2. Plamuren van de carrosserie Bij het aanmaken van de plamuren wordt het polyester hars gemengd met de verharder (peroxide). Het inademen van de dampen moet worden vermeden gezien deze schadelijk zijn voor o.a. de lever, de nieren en het centrale zenuwstelsel. Dit kunnen we zoveel mogelijk beperken door: - producten te mengen in een goed verluchte ruimte; - respecteer strikt de voorgeschreven verhoudingen; - vermijd huidcontact; Bij het aanbrengen van de plamuur, zal deze vlug gaan uitharden. Hierbij komen dampen vrij die vnl. oplosmiddelen bevatten. Plamuur die op de huid terechtkomt, kan irriterend zijn en is bovendien moeilijk te verwijderen. Om deze risico’s voldoende te beheersen dienen we aandacht te besteden aan: - plamuren in een goed geventileerde ruimte (eventueel in de spuitcabine); - zorg ervoor dat andere werknemers niet onnodig worden blootgesteld; - draag bij het plamuren geschikte handschoenen (vb. nitrilrubber); - draag geschikte adembescherming (filtermasker voorzien van filter A-bruin).
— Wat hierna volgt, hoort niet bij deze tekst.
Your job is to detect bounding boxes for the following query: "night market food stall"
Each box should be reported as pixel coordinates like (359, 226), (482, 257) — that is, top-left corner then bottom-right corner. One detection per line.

Nadat de plamuur is uitgehard, moet deze worden gladgeschuurd. In eerste instantie wordt meestal machinaal en droog geschuurd. Het spreekt voor zich dat hierbij heel wat stof vrijkomt. Al het nodige dient te worden gedaan om het inademen van dit stof te voorkomen. Dit doen we door: - te schuren in een aparte ruimte, zodanig dat andere werknemers niet onnodig worden blootgesteld; - gebruik te maken van een schuurmachine die is voorzien van een actieve stofafzuiging (een schuurmachine met enkel een stof-opvangzakje is zeker onvoldoende); - het dragen van geschikte adembescherming (stofmasker minimaal P2); - gebruik te maken van beschermende kledij (bij voorkeur een wegwerpoverall type 5 met capuchon). Het langdurig werken met de schuurmachine is schadelijk voor de gewrichten en veroorzaakt op termijn tintelende vingers en een verminderde vingergevoeligheid. Kies bij de aankoop van de machine dan ook voor een trillingsarme machine. Om de langdurige blootstelling te vermijden, is het aangewezen te kiezen voor voldoende jobrotatie. 1/8
Na het droog schuren worden de carrosserie manueel glad geschuurd. In de eindfase wordt nat geschuurd. Bij het droogschuren gelden dezelfde persoonlijke beschermende maatregelen als voor het machinaal droogschuren. Voor het nat schuren is het gebruik van adembescherming en beschermende kledij niet echt noodzakelijk. Het manueel schuren veroorzaakt een extra fysieke belasting. We kunnen deze klachten beperken door te kiezen voor ergonomische schuurblokjes die goed in de hand liggen en voldoende jobrotatie in te bouwen.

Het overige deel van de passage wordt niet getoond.